The Seattle Seahawks’ road to the playoffs will include a lengthy detour. The Seahawks will play in one of the NFL’s games that take place in London this morning, Peaks and Pints time. The Hawks will face the Oakland Raiders at 10 a.m. at the new stadium of the English Premier League’s Tottenham Hotspur soccer team in north London. Seattle will be the designated “road” team, meaning the Seahawks did not give up one of their eight home games for next season. In celebration, peaks and Pints will pour Craft Beer Crosscut 10.14.18: A Flight of English Beer. Traditional British drinking culture is like this: You go out for a bunch of pints — you might be a five-pint guy — and all five pints are between 4.2 and 4.7 ABV. There’s the beer you talk about — like all the juicy IPAs — and then there’s the beer that you talk over. So sit back at enjoy the Hawks on our 130-foot screen and sip English beers that won’t knock you on your arse.
Craft Beer Crosscut 10.14.18: A Flight of English Beer
5.1% ABV, 16 IBU
One of the oldest operating breweries in the world, Samuel Smith’s Old Brewery has been brewing with the same derivative yeast strain in the same stone vats for the last 255 years. They even keep a small team of Shire horses — a breed that traditionally pulled brewery wagons — to deliver beer around its hometown of Tadcaster. But for all this tradition, Samuel Smith is remarkably modern. All but one of its beers are vegan and the brewery has an entire line of organic ales, including its Strawberry Fruit Beer. According to Samuel Smith’s, it’s brewed at All Saints Brewery in Stamford, England using all manually operated equipment. Barley and wheat are combined to make an ale, fermented and aged for an extended period, then taken to Samuel Smith’s brewery in Tadcaster, England. It is at this stage where they blend in pure strawberry juice to create a fruit-forward ale with malt and some bittering hops on the back.
5.2% ABV, 18 IBU
In 2006, Charles Wells and Young’s of London merged to become Wells & Young’s Brewing Company and all brewing was moved to Bedford, England. In 2015, the brewery was renamed to Charles Wells. The brewery’s Banana Bread Beer smells like bananas. Seriously. In fact, Banana Bread Beer not only smells like bananas, but tastes like bananas, too, and not the artificial banana of bubble gum. The flavor is nicely balanced with the hops, the banana component more a whisper than a shout. The whole thing was a little sweet, but not in a disagreeable way.
5% ABV, 31 IBU
Truly one of the best brown ales in the world; this is the cast and mold for lots of brewers trying to come up with a nut brown ale. Samuel Smith’s Nut Brown Ale’s aroma is subdued overall, showing only malted barley-related aromas of light caramel, soft red apple and a gentle walnut component. The flavor is a study in drinkability, as nothing about it dominates the palate. Toasty and robust, hints of almond and cocoa powder overwhelm the palate and a touch of burnt coffee lingers after every sip. By the way, nothing goes better with this brew than one of Peaks and Pints’ warm chocolate chip cookies.
8% ABV, 35 IBU
Some of the oak casks at Samuel Smith’s date back more than a century with the individual oak staves being replaced by the Old Brewery coopers over the years. Gradually the casks soak in more and more of the character of Yorkshire Stingo strong ale fermented in stone Yorkshire squares. Yorkshire Stingo is aged for at least a year, matured in these well-used oak casks in the brewery’s underground cellars deriving fruit, raisin, treacle toffee, Christmas pudding and slight oaky flavors, before being further naturally conditioned in bottle.

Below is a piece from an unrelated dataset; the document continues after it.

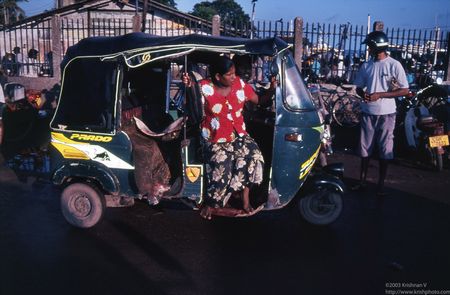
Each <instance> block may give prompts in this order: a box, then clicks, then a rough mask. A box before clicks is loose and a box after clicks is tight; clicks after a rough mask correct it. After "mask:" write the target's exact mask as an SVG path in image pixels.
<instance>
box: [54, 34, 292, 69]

Charles Wells’s Double Chocolate Stout’s thick, creamy head sticks to the glass, emitting cocoa powder and semi-sweet chocolate. A hint of hoppiness in the air reminds that it is very much a beer. Pale ale and Crystal malt, Chocolate malt, special blend of sugars, Fuggle and Goldings hops, real dark chocolate and chocolate essence are all utilized in creating this unique beer. Creamy chocolaty sweetness coats the tongue like liquid silk. The malty, chocolaty smoothness dives into roasted malt bitterness that tingles through the aftertaste: The chocolate’s truly the chip off the old stout.